Suffering and survival in 2019
Today, a whole nation stopped what they were doing, and as a nation, at the same time, fell silent and motionless to observe the most horrific event in the history of mankind. More than 75 years after the horrors of that time, people of that nation, regardless of age, social class, gender or anything else, just stopped.
They stopped to remember.
They stopped to pray.
They stopped to honor those lost.
The loss of that time included more than 6 million of their people. Six million innocent lives taken by a black-hearted tyrant, for no other reason than for his determination that they were “lesser.”
Looking at the video footage from Israel today makes me wonder why.
It makes me wonder why and how that we Americans seem to have forgotten the dark days of our past. It seems to me that we have raised generations of young people who care little about our past, and those who were lost in it.
It seems to me that our history is now boiled down into little snippets. In fact, one of my children recently took a college history class that covered the entirety of the Civil War, in one week. So frantic she was to get through that week and that test, that I dare say she retained nothing of the history.
It also occurs to me that our young people know so little about the dark tragedy that happened on our own soil less than 20 years ago. I would like to walk through a high school and ask students, “What were the Twin Towers?” Or, “tell me about 9/11.”
The answers I know I would get make me sad.
Who is to blame?
What is the root cause?
I surmise that in trying to save our children from the horrors of life, running in and trying to “fix” every problem they face and trying to keep them from seeing the ugly truths of adult life, we ruined them, crippled them and did them a huge disservice.

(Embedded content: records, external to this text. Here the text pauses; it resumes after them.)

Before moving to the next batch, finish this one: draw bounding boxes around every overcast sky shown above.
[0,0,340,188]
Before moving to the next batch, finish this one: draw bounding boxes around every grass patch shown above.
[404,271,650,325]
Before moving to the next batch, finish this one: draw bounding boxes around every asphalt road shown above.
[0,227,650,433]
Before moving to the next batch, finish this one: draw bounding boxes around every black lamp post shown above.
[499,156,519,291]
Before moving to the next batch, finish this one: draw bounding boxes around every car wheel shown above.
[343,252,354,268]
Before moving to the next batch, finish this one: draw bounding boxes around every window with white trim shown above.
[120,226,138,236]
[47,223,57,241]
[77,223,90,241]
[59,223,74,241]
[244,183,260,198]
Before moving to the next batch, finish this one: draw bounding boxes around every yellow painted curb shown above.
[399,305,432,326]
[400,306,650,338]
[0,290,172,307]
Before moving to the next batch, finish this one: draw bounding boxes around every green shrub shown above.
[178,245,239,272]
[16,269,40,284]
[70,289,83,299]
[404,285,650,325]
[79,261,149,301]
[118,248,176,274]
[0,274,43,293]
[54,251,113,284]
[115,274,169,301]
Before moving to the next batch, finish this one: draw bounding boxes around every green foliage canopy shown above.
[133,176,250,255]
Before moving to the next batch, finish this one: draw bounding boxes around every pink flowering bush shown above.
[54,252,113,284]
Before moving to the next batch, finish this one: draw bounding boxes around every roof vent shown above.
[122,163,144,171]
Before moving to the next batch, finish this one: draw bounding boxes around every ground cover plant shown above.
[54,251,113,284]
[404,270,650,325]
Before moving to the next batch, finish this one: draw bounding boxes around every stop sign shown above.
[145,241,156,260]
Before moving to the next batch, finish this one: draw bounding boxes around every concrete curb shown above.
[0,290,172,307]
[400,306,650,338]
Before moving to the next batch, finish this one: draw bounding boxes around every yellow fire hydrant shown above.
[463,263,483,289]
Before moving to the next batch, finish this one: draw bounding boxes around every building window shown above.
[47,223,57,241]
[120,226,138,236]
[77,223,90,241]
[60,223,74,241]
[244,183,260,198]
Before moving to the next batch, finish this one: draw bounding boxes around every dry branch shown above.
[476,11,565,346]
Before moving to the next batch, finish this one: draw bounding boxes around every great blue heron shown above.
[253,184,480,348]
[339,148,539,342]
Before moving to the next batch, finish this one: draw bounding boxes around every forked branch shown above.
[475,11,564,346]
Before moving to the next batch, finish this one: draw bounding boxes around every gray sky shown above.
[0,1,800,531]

One of my daughters, now married and 26 offers this theory. “ The ‘kids these days’ are inundated with disasters. Whether it’s because the world has gone to crap or just that we know about every single event because of the internet, we find out something devastating all the time. Whether it’s a shooting or a bombing or just a Facebook post about a puppy that needs a home, we are overwhelmed with negativity.”
She concludes, “If we seem apathetic, it’s just survival.”
How is it that we as a nation have come so far in forgetting what happened to those Twin Towers on that day in September less than 20 years ago, while the whole nation of Israel pauses to remember what happened more than 75 years ago?
I don’t know the answers to those questions, and you may have your suppositions, but you don’t know the answers either.
Have we become a nation of people so calloused by disaster and death that it just kind of numbs us to it when it happens? Two people lost their lives in another school shooting in Charlotte, North Carolina. Did you even know? Did you pause to pray or even care for those lives?
Today, I was humbled to be asked to join community leaders and pastors from around New Boston to pray at a National Day of Prayer ceremony downtown. It always bothers me that there is not a bigger crowd.
Yes, I know people have to work, people are busy, etc. But, what could be more important than praying for our community, our county, our country and our world?
Maybe the reason more do not turn out for this prayer service every year is the same as the reason we are so able to forget the horrors of the past. Perhaps we were numb to it. Maybe it is apathy. Maybe it is 2nd Timothy 3 come to pass. I really don’t know.
What I do know is the prayers that were said today have every possibility to come to pass. We can become a city, a county and a country where we all “love one another.”
Imagine all the people, living life in peace.